Vasilis : Les travailleurs de la coopérative Viome restent au sein de l’usine avec une demande politique principale : « les usines et la gestion de la richesse aux mains de ceux qui produisent ». Nos positions sont connues et nous codécidons avec la société en lutte et le mouvement de solidarité qui nous entoure. Dans ce contexte, nous avons déposé une proposition visant à réclamer les parcelles appartenant à Viome et leur concession pour un loyer symbolique, en contrepartie des dettes contractées par la sécurité sociale et les impôts de la sécurité sociale. Sachant que le pouvoir et ses agents sont hostiles à l’expérience Viome et que tout est une question de rapport de force, nous ne réussirons que dans la mesure où le mouvement antagoniste large et la solidarité de classe se renforceront.
Est-ce que le retour de la droite au pouvoir change quelque chose pour Viome ?
Makis : Oui, le risque de répression est plus élevé à cause de la connivence qui existe entre le nouveau gouvernement et une partie de l’extrême droite.
Vasilis : Syriza en tant qu’opposition avait utilisé et manipulé les luttes des mouvements sociaux pour accéder au pouvoir et gouverner le pays pendant cinq ans. Viome incluse. Alexis Tsipras était venu à l’usine annoncer une solution pour les unités de production en faillite, abandonnées par les patrons pendant la crise. Son choix de gérer la crise systémique dans le cadre des politiques néolibérales a fait de lui, non seulement un gestionnaire de la situation antérieure, mais également un homme lâche qui n’a pas osé geler les parcelles de Viome contre ses anciens propriétaires qui doivent de l’argent à l’État. Ce choix a également eu pour effet d’éloigner les soutiens de Syriza de la réelle solidarité avec la lutte des travailleurs.
La politique du nouveau gouvernement, telle qu’elle est formulée dans son programme, sera un mélange de néolibéralisme extrême, de privatisations pour le grand capital et les élites, avec en parallèle des attaques contre les droits sociaux et les conquêtes restantes du mouvement ouvrier. En ce sens, la question de Viome rentre dans le cadre de ces choix. C’est pourquoi, comme nous l’avons toujours souligné, le problème de Viome est relatif à la question sociale dans son ensemble. Et sa solution contribue aux luttes sociales.
Comment est-il possible d’aider Viome en dehors de la Grèce ?

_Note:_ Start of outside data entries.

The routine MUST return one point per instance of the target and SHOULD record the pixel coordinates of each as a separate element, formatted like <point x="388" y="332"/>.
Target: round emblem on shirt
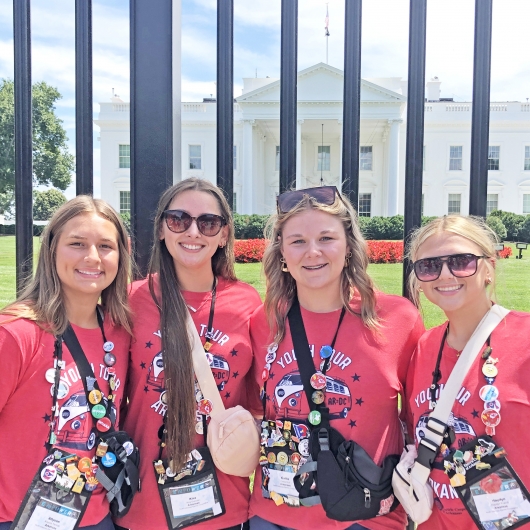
<point x="48" y="474"/>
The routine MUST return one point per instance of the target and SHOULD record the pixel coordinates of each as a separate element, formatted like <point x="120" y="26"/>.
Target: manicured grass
<point x="513" y="275"/>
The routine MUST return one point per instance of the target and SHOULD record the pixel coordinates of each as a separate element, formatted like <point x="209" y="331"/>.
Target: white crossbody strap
<point x="437" y="423"/>
<point x="202" y="369"/>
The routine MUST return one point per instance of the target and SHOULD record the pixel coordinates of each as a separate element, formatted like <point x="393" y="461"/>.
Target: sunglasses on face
<point x="208" y="224"/>
<point x="460" y="265"/>
<point x="324" y="195"/>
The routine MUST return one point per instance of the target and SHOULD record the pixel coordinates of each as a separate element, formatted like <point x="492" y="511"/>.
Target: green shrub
<point x="497" y="226"/>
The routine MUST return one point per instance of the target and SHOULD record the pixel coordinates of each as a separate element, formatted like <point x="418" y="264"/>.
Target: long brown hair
<point x="178" y="364"/>
<point x="42" y="300"/>
<point x="281" y="286"/>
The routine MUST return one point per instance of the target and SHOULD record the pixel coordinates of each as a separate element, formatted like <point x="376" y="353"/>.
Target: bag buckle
<point x="323" y="439"/>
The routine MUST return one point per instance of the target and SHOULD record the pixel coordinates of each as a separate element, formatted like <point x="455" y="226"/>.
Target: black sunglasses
<point x="208" y="224"/>
<point x="324" y="195"/>
<point x="460" y="265"/>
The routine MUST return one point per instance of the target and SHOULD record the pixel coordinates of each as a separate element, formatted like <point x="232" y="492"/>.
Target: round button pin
<point x="98" y="411"/>
<point x="326" y="352"/>
<point x="315" y="417"/>
<point x="318" y="381"/>
<point x="489" y="393"/>
<point x="108" y="459"/>
<point x="95" y="397"/>
<point x="109" y="359"/>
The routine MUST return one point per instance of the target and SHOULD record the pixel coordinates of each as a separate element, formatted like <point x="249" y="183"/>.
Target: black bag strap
<point x="304" y="359"/>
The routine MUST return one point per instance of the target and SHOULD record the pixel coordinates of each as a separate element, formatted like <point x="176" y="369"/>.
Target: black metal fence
<point x="151" y="111"/>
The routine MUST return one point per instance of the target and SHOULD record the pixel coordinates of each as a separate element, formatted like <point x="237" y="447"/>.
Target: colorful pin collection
<point x="194" y="464"/>
<point x="489" y="393"/>
<point x="284" y="447"/>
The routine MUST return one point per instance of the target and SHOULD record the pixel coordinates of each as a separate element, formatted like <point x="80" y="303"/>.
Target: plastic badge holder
<point x="495" y="498"/>
<point x="47" y="503"/>
<point x="280" y="458"/>
<point x="195" y="497"/>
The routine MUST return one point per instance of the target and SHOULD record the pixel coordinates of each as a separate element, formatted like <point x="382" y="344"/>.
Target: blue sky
<point x="257" y="46"/>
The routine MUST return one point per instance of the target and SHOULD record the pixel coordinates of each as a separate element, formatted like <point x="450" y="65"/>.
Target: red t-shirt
<point x="369" y="371"/>
<point x="510" y="344"/>
<point x="235" y="302"/>
<point x="26" y="352"/>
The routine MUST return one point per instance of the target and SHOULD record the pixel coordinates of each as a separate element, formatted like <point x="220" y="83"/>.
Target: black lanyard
<point x="437" y="374"/>
<point x="162" y="432"/>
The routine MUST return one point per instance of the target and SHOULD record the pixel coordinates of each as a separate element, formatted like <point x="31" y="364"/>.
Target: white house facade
<point x="319" y="146"/>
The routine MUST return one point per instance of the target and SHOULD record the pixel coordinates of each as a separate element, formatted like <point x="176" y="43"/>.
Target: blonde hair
<point x="472" y="228"/>
<point x="178" y="363"/>
<point x="281" y="286"/>
<point x="42" y="300"/>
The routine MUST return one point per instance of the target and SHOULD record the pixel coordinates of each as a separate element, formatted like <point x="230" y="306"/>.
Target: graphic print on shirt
<point x="289" y="399"/>
<point x="75" y="426"/>
<point x="155" y="374"/>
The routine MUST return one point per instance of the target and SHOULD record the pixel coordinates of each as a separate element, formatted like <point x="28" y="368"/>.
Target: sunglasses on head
<point x="460" y="265"/>
<point x="208" y="224"/>
<point x="324" y="195"/>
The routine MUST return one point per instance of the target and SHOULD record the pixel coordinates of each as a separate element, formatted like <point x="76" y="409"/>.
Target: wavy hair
<point x="178" y="363"/>
<point x="42" y="299"/>
<point x="472" y="228"/>
<point x="281" y="286"/>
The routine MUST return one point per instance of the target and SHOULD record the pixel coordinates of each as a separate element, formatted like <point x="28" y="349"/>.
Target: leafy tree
<point x="45" y="203"/>
<point x="52" y="163"/>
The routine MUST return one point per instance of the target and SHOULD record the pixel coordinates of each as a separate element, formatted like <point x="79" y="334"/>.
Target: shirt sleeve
<point x="12" y="361"/>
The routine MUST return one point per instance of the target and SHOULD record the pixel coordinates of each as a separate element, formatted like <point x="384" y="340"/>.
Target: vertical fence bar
<point x="84" y="160"/>
<point x="415" y="125"/>
<point x="225" y="98"/>
<point x="480" y="118"/>
<point x="23" y="143"/>
<point x="151" y="117"/>
<point x="288" y="82"/>
<point x="351" y="133"/>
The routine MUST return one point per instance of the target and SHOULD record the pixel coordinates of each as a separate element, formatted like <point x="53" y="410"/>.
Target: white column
<point x="247" y="176"/>
<point x="299" y="154"/>
<point x="393" y="167"/>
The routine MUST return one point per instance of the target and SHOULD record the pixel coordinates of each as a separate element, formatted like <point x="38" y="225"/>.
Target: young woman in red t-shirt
<point x="191" y="270"/>
<point x="317" y="254"/>
<point x="83" y="260"/>
<point x="454" y="263"/>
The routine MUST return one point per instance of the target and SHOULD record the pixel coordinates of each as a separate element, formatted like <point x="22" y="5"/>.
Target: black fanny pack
<point x="340" y="474"/>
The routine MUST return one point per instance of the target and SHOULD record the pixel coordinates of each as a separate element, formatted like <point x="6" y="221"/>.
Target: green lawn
<point x="513" y="288"/>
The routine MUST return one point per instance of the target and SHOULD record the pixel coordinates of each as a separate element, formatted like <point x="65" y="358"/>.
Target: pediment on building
<point x="321" y="84"/>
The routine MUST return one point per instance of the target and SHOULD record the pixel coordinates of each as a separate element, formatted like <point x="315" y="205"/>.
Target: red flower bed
<point x="503" y="254"/>
<point x="385" y="251"/>
<point x="249" y="250"/>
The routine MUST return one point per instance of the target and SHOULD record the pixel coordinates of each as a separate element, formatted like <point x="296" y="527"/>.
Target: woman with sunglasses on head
<point x="48" y="428"/>
<point x="361" y="341"/>
<point x="191" y="271"/>
<point x="454" y="267"/>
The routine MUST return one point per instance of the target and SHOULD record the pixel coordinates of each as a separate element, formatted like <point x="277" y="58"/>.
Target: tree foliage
<point x="52" y="163"/>
<point x="46" y="203"/>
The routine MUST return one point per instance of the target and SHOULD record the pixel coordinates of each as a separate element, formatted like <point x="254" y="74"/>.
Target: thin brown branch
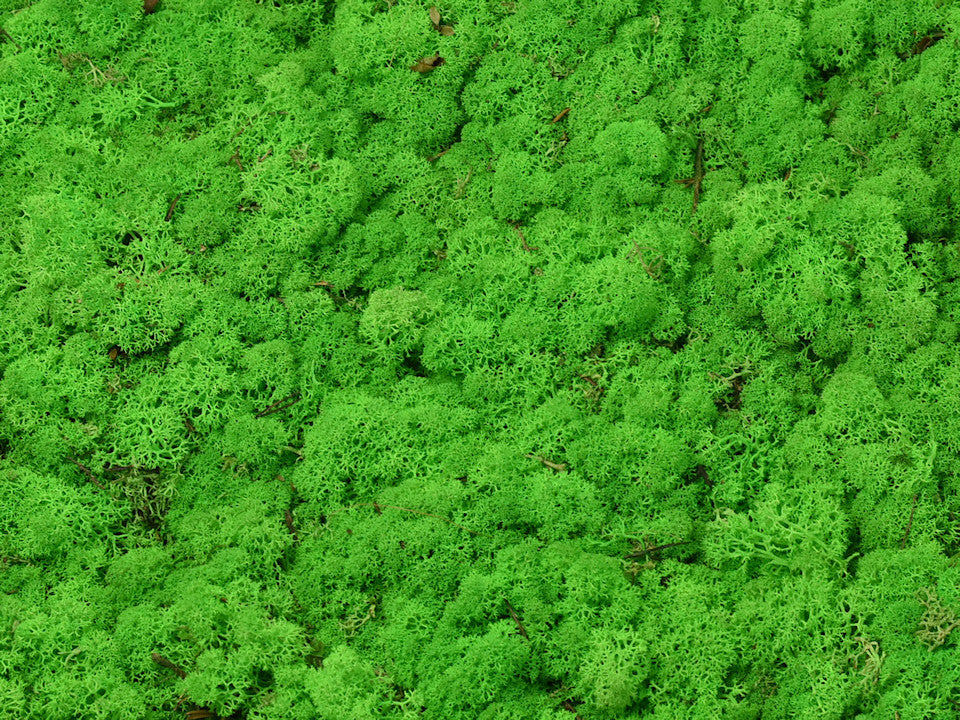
<point x="288" y="520"/>
<point x="516" y="619"/>
<point x="172" y="206"/>
<point x="86" y="471"/>
<point x="380" y="506"/>
<point x="697" y="178"/>
<point x="552" y="465"/>
<point x="10" y="38"/>
<point x="523" y="240"/>
<point x="903" y="543"/>
<point x="279" y="406"/>
<point x="641" y="553"/>
<point x="162" y="661"/>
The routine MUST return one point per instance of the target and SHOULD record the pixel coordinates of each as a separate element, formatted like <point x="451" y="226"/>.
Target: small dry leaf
<point x="427" y="64"/>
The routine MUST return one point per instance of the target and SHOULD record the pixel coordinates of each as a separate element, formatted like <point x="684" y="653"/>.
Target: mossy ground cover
<point x="530" y="360"/>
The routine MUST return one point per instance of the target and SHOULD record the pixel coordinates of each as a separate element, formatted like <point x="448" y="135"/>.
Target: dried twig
<point x="5" y="34"/>
<point x="172" y="206"/>
<point x="552" y="465"/>
<point x="903" y="543"/>
<point x="86" y="471"/>
<point x="288" y="520"/>
<point x="379" y="507"/>
<point x="161" y="660"/>
<point x="523" y="240"/>
<point x="641" y="553"/>
<point x="516" y="619"/>
<point x="278" y="406"/>
<point x="697" y="178"/>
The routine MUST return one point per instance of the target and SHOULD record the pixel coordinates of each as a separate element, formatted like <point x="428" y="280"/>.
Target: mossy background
<point x="346" y="390"/>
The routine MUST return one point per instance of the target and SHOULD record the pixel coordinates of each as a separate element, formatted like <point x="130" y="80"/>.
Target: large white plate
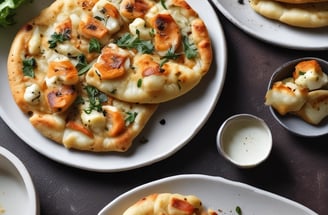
<point x="243" y="16"/>
<point x="18" y="195"/>
<point x="216" y="193"/>
<point x="184" y="116"/>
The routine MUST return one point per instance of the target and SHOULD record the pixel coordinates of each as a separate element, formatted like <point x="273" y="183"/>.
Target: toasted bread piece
<point x="285" y="96"/>
<point x="316" y="107"/>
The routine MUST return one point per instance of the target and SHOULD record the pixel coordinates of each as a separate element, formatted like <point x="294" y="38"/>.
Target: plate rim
<point x="202" y="178"/>
<point x="255" y="34"/>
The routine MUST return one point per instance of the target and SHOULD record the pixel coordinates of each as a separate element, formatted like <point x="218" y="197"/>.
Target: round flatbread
<point x="169" y="204"/>
<point x="161" y="51"/>
<point x="307" y="15"/>
<point x="46" y="71"/>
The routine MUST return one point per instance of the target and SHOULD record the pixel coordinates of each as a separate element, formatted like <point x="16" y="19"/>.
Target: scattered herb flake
<point x="96" y="98"/>
<point x="189" y="48"/>
<point x="28" y="67"/>
<point x="94" y="46"/>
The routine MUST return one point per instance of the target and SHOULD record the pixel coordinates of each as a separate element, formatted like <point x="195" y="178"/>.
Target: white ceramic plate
<point x="184" y="117"/>
<point x="17" y="193"/>
<point x="216" y="193"/>
<point x="243" y="16"/>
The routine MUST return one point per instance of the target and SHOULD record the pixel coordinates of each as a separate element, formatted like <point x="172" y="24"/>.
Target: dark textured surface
<point x="297" y="167"/>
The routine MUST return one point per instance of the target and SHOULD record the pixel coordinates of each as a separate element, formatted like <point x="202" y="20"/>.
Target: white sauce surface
<point x="246" y="142"/>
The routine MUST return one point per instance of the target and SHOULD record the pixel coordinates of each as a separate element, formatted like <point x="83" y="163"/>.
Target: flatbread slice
<point x="168" y="204"/>
<point x="45" y="75"/>
<point x="306" y="15"/>
<point x="163" y="55"/>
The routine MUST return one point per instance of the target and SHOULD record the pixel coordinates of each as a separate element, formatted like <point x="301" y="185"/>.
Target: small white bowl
<point x="245" y="140"/>
<point x="292" y="123"/>
<point x="17" y="192"/>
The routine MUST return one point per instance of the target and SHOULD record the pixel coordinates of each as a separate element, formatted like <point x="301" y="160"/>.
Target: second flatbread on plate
<point x="307" y="15"/>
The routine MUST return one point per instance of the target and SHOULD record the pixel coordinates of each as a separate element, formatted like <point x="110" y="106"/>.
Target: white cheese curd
<point x="139" y="25"/>
<point x="53" y="81"/>
<point x="75" y="138"/>
<point x="112" y="24"/>
<point x="32" y="94"/>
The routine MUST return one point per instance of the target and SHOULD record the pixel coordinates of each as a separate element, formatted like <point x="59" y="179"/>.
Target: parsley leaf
<point x="131" y="117"/>
<point x="59" y="38"/>
<point x="94" y="46"/>
<point x="96" y="98"/>
<point x="130" y="41"/>
<point x="189" y="49"/>
<point x="28" y="67"/>
<point x="82" y="65"/>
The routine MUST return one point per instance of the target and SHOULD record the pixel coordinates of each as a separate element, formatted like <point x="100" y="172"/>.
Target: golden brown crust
<point x="304" y="15"/>
<point x="170" y="204"/>
<point x="45" y="80"/>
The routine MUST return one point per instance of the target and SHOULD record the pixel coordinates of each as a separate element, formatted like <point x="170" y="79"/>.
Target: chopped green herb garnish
<point x="152" y="32"/>
<point x="189" y="49"/>
<point x="131" y="117"/>
<point x="130" y="41"/>
<point x="94" y="46"/>
<point x="163" y="4"/>
<point x="238" y="210"/>
<point x="139" y="83"/>
<point x="301" y="73"/>
<point x="82" y="65"/>
<point x="28" y="67"/>
<point x="59" y="38"/>
<point x="96" y="98"/>
<point x="170" y="55"/>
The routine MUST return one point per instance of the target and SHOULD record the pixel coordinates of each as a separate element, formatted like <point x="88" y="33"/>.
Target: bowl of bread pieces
<point x="297" y="13"/>
<point x="297" y="96"/>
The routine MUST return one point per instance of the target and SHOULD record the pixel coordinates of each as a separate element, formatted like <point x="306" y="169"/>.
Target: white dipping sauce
<point x="246" y="141"/>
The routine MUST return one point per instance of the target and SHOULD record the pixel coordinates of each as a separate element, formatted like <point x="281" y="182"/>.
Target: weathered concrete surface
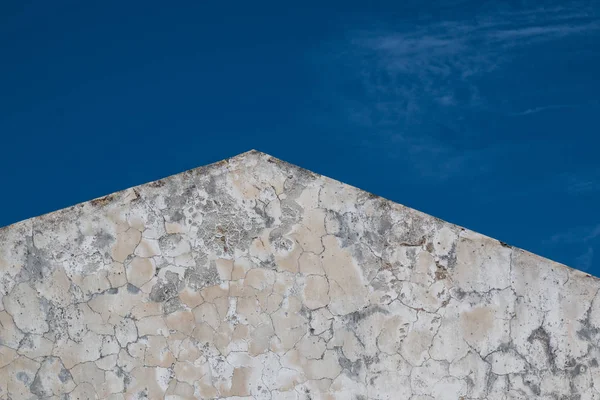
<point x="255" y="279"/>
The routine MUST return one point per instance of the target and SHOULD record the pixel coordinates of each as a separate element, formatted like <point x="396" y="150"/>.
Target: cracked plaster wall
<point x="255" y="279"/>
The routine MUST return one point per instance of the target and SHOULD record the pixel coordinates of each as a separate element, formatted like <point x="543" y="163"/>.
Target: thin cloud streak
<point x="414" y="78"/>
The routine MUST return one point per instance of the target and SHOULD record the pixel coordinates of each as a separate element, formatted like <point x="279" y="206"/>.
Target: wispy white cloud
<point x="410" y="78"/>
<point x="583" y="234"/>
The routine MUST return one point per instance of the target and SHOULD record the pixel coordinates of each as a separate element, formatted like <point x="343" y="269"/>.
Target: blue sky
<point x="485" y="114"/>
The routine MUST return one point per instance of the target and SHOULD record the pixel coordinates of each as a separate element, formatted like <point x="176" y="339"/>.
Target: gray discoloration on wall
<point x="255" y="279"/>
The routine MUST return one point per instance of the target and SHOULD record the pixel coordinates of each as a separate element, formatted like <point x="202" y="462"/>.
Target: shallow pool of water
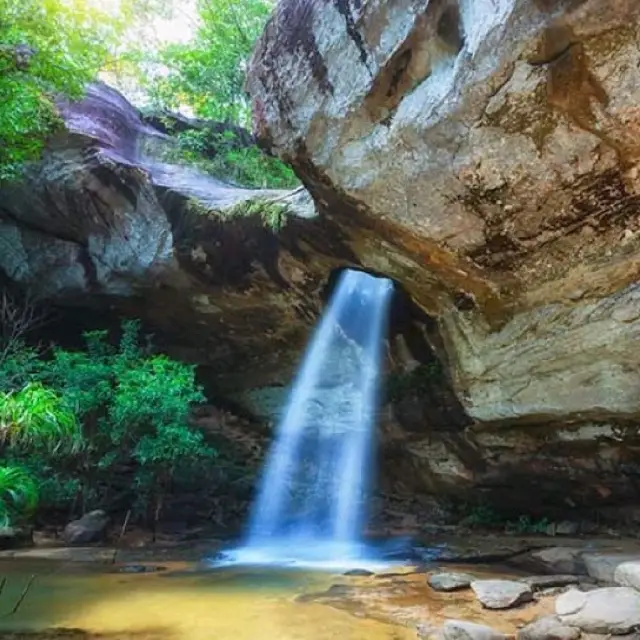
<point x="179" y="603"/>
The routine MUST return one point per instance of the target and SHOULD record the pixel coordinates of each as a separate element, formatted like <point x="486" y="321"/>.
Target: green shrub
<point x="417" y="381"/>
<point x="118" y="406"/>
<point x="247" y="166"/>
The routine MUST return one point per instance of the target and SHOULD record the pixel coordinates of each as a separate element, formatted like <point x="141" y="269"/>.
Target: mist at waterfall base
<point x="312" y="502"/>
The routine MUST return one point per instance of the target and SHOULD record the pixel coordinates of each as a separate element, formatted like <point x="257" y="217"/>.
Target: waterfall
<point x="312" y="499"/>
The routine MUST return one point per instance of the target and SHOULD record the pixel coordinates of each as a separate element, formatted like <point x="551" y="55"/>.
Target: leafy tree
<point x="133" y="408"/>
<point x="244" y="165"/>
<point x="207" y="73"/>
<point x="47" y="47"/>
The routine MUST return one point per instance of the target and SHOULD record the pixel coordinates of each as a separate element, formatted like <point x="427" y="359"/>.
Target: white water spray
<point x="311" y="506"/>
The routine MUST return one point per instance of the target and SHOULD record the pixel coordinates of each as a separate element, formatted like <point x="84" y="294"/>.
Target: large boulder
<point x="91" y="527"/>
<point x="102" y="227"/>
<point x="614" y="610"/>
<point x="485" y="154"/>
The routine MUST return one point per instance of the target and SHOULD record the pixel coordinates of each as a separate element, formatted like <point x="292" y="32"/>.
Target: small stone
<point x="450" y="581"/>
<point x="90" y="528"/>
<point x="627" y="574"/>
<point x="462" y="630"/>
<point x="548" y="628"/>
<point x="567" y="528"/>
<point x="501" y="594"/>
<point x="614" y="610"/>
<point x="362" y="573"/>
<point x="15" y="537"/>
<point x="559" y="560"/>
<point x="602" y="566"/>
<point x="537" y="583"/>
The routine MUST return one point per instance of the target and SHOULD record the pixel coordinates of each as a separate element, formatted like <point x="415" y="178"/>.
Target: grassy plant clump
<point x="74" y="420"/>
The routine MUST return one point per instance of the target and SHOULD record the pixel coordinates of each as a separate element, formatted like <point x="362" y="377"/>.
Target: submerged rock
<point x="501" y="594"/>
<point x="462" y="630"/>
<point x="603" y="566"/>
<point x="614" y="610"/>
<point x="537" y="583"/>
<point x="553" y="561"/>
<point x="358" y="573"/>
<point x="548" y="628"/>
<point x="450" y="581"/>
<point x="627" y="574"/>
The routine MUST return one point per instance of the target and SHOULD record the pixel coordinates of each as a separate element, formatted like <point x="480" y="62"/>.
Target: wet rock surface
<point x="461" y="630"/>
<point x="450" y="581"/>
<point x="613" y="610"/>
<point x="501" y="594"/>
<point x="489" y="151"/>
<point x="91" y="527"/>
<point x="627" y="574"/>
<point x="548" y="628"/>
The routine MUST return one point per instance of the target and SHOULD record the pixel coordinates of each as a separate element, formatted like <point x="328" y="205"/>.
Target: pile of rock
<point x="602" y="602"/>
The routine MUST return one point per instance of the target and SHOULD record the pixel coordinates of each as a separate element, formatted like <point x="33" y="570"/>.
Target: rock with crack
<point x="613" y="610"/>
<point x="501" y="594"/>
<point x="485" y="154"/>
<point x="225" y="277"/>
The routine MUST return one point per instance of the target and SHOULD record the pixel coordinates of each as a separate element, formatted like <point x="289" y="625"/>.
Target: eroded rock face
<point x="97" y="225"/>
<point x="485" y="154"/>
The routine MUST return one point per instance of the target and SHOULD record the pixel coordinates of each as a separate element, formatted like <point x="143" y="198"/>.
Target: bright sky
<point x="157" y="31"/>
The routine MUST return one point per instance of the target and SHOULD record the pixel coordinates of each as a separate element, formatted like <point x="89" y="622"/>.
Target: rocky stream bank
<point x="494" y="587"/>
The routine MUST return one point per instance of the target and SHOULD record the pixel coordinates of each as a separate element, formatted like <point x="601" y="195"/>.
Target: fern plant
<point x="18" y="494"/>
<point x="32" y="417"/>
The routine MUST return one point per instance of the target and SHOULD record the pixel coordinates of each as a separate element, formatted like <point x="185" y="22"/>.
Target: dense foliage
<point x="244" y="165"/>
<point x="76" y="422"/>
<point x="207" y="73"/>
<point x="47" y="47"/>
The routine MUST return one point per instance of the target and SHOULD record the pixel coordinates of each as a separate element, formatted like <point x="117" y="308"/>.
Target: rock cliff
<point x="485" y="154"/>
<point x="99" y="226"/>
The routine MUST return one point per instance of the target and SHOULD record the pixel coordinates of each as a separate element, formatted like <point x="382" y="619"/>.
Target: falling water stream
<point x="311" y="506"/>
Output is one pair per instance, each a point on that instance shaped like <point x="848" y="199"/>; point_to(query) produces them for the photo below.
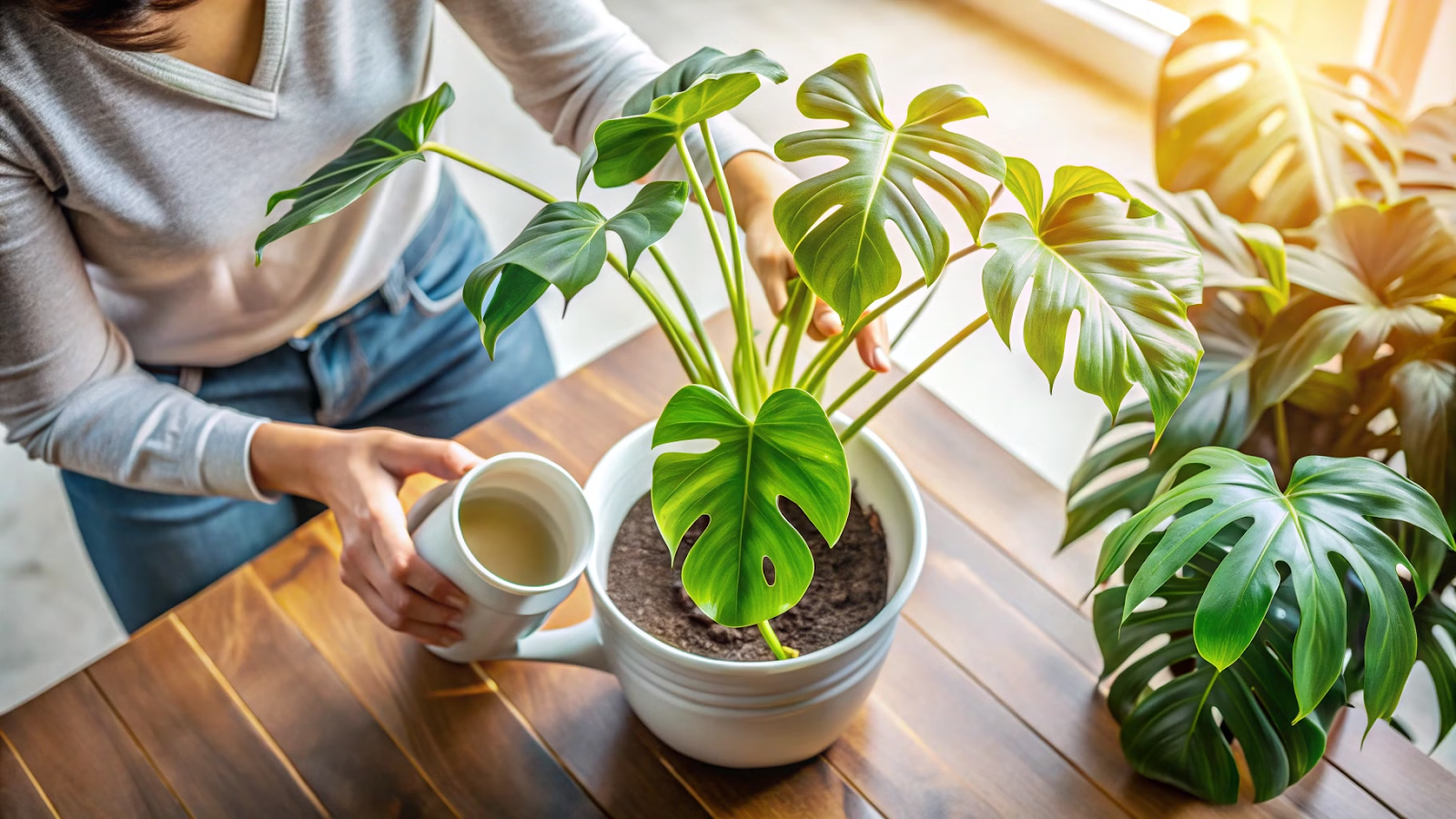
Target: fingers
<point x="824" y="322"/>
<point x="775" y="288"/>
<point x="405" y="455"/>
<point x="393" y="617"/>
<point x="874" y="346"/>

Makis : Une des possibilités serait de mettre la pression au gouvernement grec pour trouver une solution rapide aux problèmes de Viome. Par exemple, bombarder de courriers les ambassades grecques ou les ministères concernés, celui du Travail, de l’Économie et du Développement. Il est aussi aidant d’avoir l’appui de quelques parlementaires. Enfin en soutenant Viome par l’achat de ses produits dans votre ville.
Vasilis : Au-delà de la promotion de la solidarité politique et de la sensibilisation du public européen au sujet de Viome, notre réelle force réside dans nos propres produits. Il s’agit de nettoyants naturels et écologiques de haute qualité, distribués aujourd’hui dans plusieurs villes européennes par le biais de réseaux de solidarité et d’espaces de coopération. L’aide des médias alternatifs à cet égard est pour nous bienvenue et plus que jamais nécessaire.
Interview et traduction réalisées par Kostas, un militant libertaire grec vivant en France.